Dr. Seuss and His Impact
and Literature, Pt. 2 –
The Timelessness of Dr. Seuss and his Work
History has seen countless talented writers, many of which making history on their merit alone. When writing children’s books, it takes a certain kind of talent to become one of the greats, as children are not impressed by fancy words or underlying themes. Children want to hear fun, captivating stories set in a bright and colorful world, and Dr. Seuss achieved just that with his whimsical tales. Since his rise to fame, hundreds of children’s authors have drawn inspiration from Dr. Seuss, but none have ever achieved his level of recognition. In part 2 of this series, we will be taking a look at what made Dr. Seuss and his stories so unique, and how this uniqueness has played its part in making the children’s writer a part of history.
Think back to your favorite Dr. Seuss book – whether it be One Fish, Two Fish, Red Fish, Blue Fish, Horton Hears a Who!, or The Lorax, you probably have a favorite that sticks with you to this today. What about that story caught your attention? In the case of books like The Lorax, it may have been the story itself, rather than the telling. For other tales, it may have been the ,or fun rhyming patterns that caught your attention as a child. Anyone would be hard pressed to think of another author or series that utilizes the same fun mechanics found in Dr. Seuss tales, and this is part of what has made his work such an essential part of childhood.
As children, we lost ourselves in the worlds of Dr. Seuss. My personal favorite to this day is Oh, the Places You’ll Go, a tale that played an important part in finding myself as a youth. To this day I look back on this story with fond memories, understanding fully the role it played in helping me become who I am today. But what was it about Oh, the Places You’ll Go that had such an impact where all other books of my childhood fell short? I was an avid reader during my youth, choosing books over television every chance I had; between the ages of five (when I first learned to read fluently) and eighteen, I read hundreds of books, yet very few have stuck with me quite like Oh, the Places You’ll Go.
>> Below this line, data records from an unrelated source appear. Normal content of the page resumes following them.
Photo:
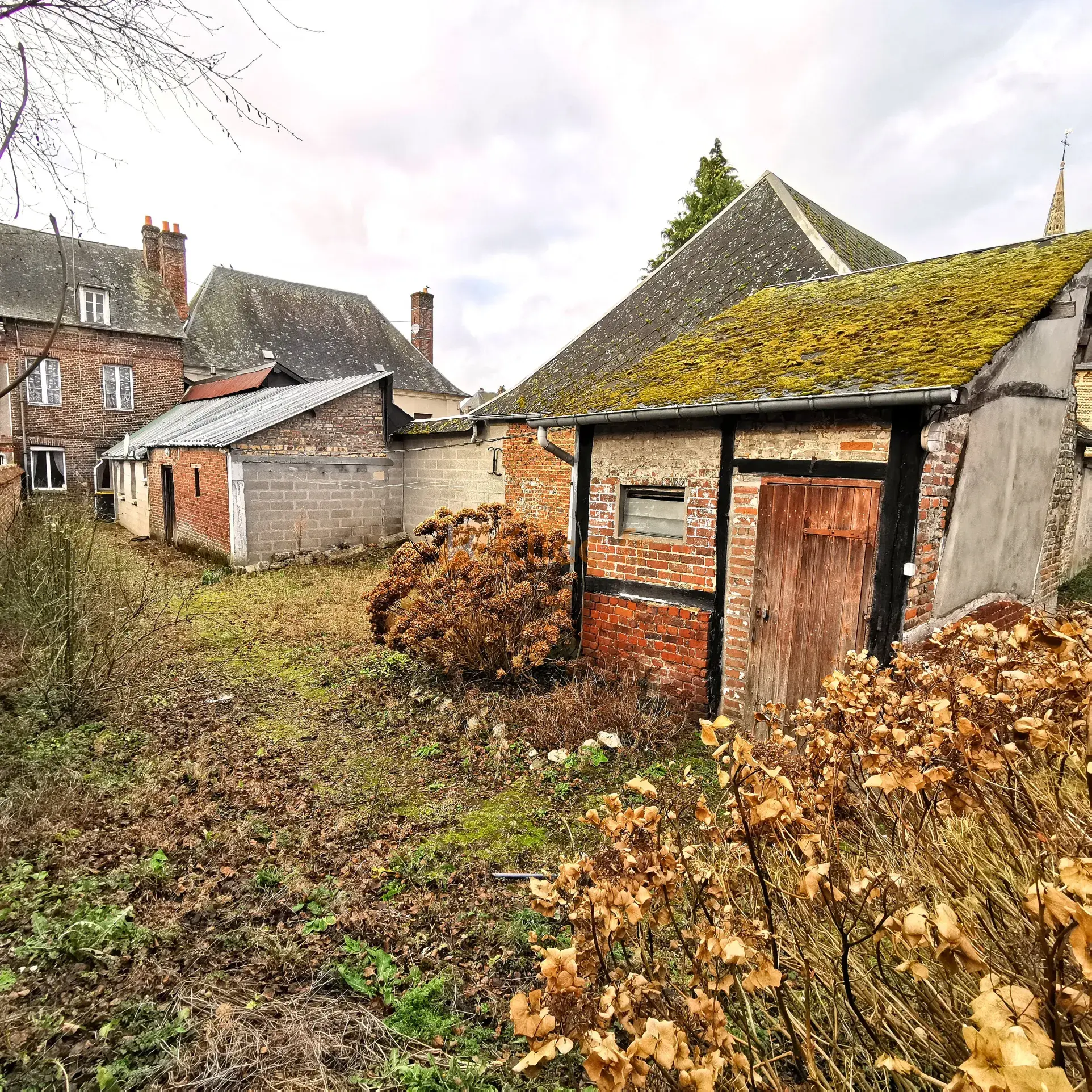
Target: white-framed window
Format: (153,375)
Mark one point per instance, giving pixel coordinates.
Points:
(94,305)
(653,511)
(44,385)
(47,469)
(117,387)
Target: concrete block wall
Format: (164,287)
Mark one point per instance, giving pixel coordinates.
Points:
(299,503)
(450,472)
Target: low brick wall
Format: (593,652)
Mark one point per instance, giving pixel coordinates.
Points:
(667,645)
(11,494)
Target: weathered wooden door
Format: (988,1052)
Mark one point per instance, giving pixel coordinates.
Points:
(167,481)
(814,564)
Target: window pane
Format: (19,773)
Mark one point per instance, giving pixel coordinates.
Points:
(660,513)
(34,387)
(57,470)
(40,470)
(53,380)
(110,387)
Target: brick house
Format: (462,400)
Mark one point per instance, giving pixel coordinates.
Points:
(242,321)
(115,364)
(833,463)
(247,475)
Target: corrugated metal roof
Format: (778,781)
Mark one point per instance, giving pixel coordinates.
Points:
(216,423)
(230,385)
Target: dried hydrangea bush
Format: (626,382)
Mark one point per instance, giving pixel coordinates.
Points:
(892,889)
(482,592)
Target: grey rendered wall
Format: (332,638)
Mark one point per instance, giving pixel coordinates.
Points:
(449,472)
(317,503)
(996,535)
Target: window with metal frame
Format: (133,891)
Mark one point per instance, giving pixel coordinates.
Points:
(94,305)
(47,469)
(44,385)
(653,511)
(117,387)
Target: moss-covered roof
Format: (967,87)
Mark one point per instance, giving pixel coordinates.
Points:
(927,324)
(434,426)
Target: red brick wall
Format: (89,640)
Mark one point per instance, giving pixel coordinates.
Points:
(669,645)
(351,425)
(536,483)
(688,564)
(938,486)
(81,424)
(201,523)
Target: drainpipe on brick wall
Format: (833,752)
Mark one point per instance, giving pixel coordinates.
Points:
(553,448)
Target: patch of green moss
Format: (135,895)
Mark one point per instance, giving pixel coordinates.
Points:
(929,324)
(498,830)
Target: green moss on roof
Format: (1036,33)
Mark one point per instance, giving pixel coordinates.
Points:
(431,426)
(929,324)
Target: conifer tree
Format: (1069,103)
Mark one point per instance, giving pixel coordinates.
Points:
(716,185)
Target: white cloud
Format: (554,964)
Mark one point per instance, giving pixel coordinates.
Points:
(522,158)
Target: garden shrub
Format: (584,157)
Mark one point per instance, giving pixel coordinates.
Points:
(892,891)
(483,593)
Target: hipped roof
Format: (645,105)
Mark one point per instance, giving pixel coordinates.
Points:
(770,234)
(922,325)
(217,423)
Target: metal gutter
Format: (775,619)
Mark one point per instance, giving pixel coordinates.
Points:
(859,400)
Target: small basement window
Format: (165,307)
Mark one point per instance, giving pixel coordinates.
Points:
(658,511)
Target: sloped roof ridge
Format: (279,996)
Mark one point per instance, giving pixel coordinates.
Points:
(216,423)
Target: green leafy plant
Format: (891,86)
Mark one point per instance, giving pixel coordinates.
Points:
(368,971)
(423,1013)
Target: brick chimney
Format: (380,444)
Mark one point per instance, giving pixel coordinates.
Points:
(421,322)
(165,256)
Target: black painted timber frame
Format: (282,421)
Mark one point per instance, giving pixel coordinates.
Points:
(894,541)
(586,437)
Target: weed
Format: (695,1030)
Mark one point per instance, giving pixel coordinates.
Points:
(368,971)
(423,1013)
(459,1077)
(268,876)
(385,665)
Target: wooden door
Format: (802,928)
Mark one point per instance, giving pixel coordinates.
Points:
(814,565)
(167,478)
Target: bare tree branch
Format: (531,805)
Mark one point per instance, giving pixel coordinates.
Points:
(57,321)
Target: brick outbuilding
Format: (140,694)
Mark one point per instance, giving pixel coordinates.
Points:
(270,471)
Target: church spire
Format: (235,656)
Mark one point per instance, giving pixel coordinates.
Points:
(1056,217)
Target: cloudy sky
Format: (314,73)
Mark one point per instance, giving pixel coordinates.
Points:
(522,158)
Many readers experience this same phenomenon when reading stories by Dr. Seuss. As adults, there are very few authors we reflect on with such positive memories, yet none of us will ever forget our favorite Dr. Seuss tales.
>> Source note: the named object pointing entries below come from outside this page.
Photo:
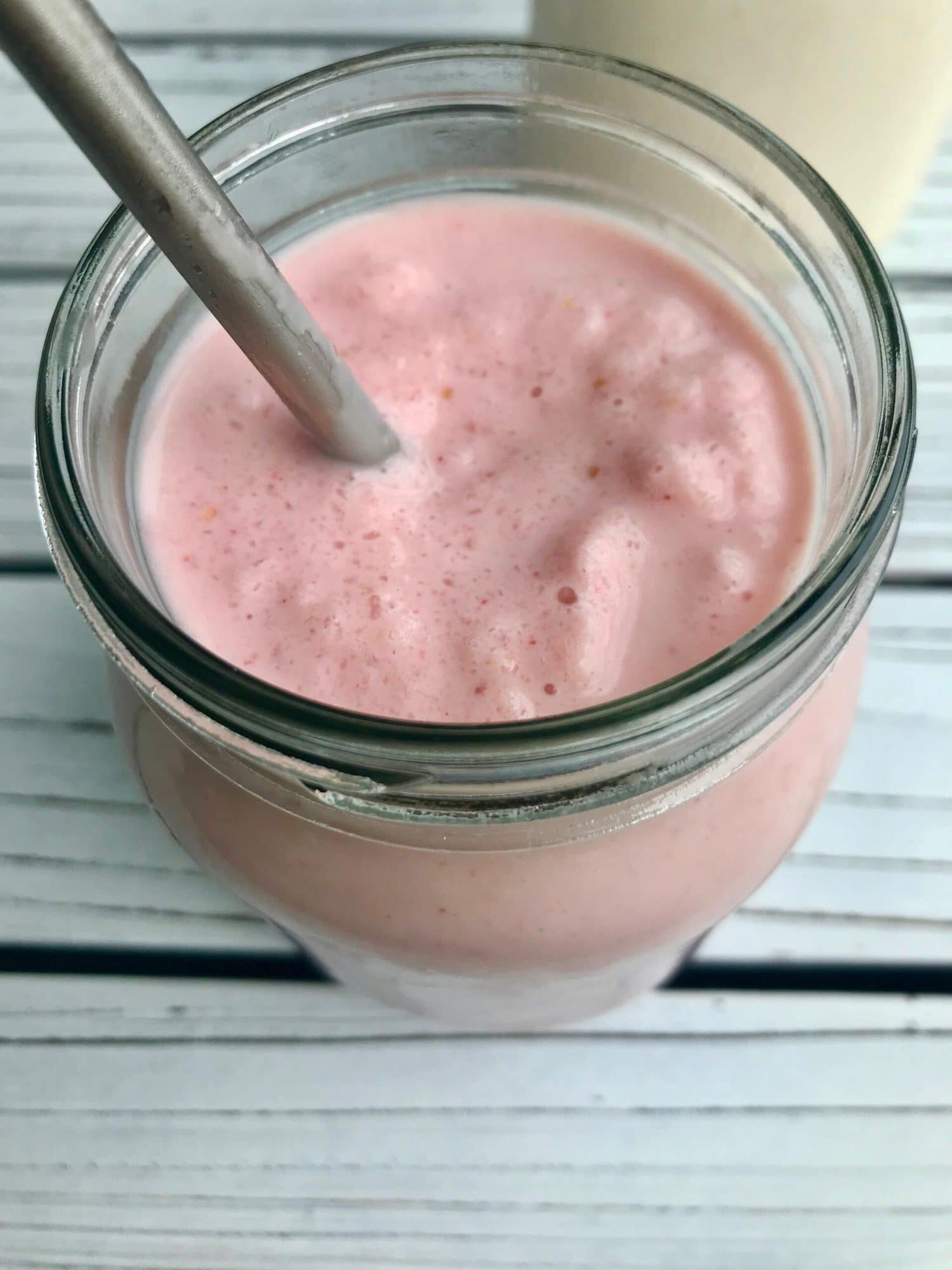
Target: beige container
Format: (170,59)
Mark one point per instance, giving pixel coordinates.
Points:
(861,88)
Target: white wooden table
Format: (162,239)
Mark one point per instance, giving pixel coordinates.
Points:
(177,1093)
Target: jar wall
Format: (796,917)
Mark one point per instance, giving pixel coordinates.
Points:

This is the beauty behind Dr. Seuss and his wonderful books, as the unique timelessness of his storytelling is nothing less than unforgettable. Anyone can be a great writer, but few can re-create the sheer agelessness of these bright and imaginative children’s books. This is what makes Dr. Seuss such a legend: he not only told stories, but made them relevant to children of all generations. Our parents and grandparents enjoyed Dr. Seuss much as we did, and our children will do the same. Despite the advances of technology and society, people across all generations can connect through a mutual love of Dr. Seuss’s timeless tales, and this is what makes him so unique compared to other writers of the 20th century.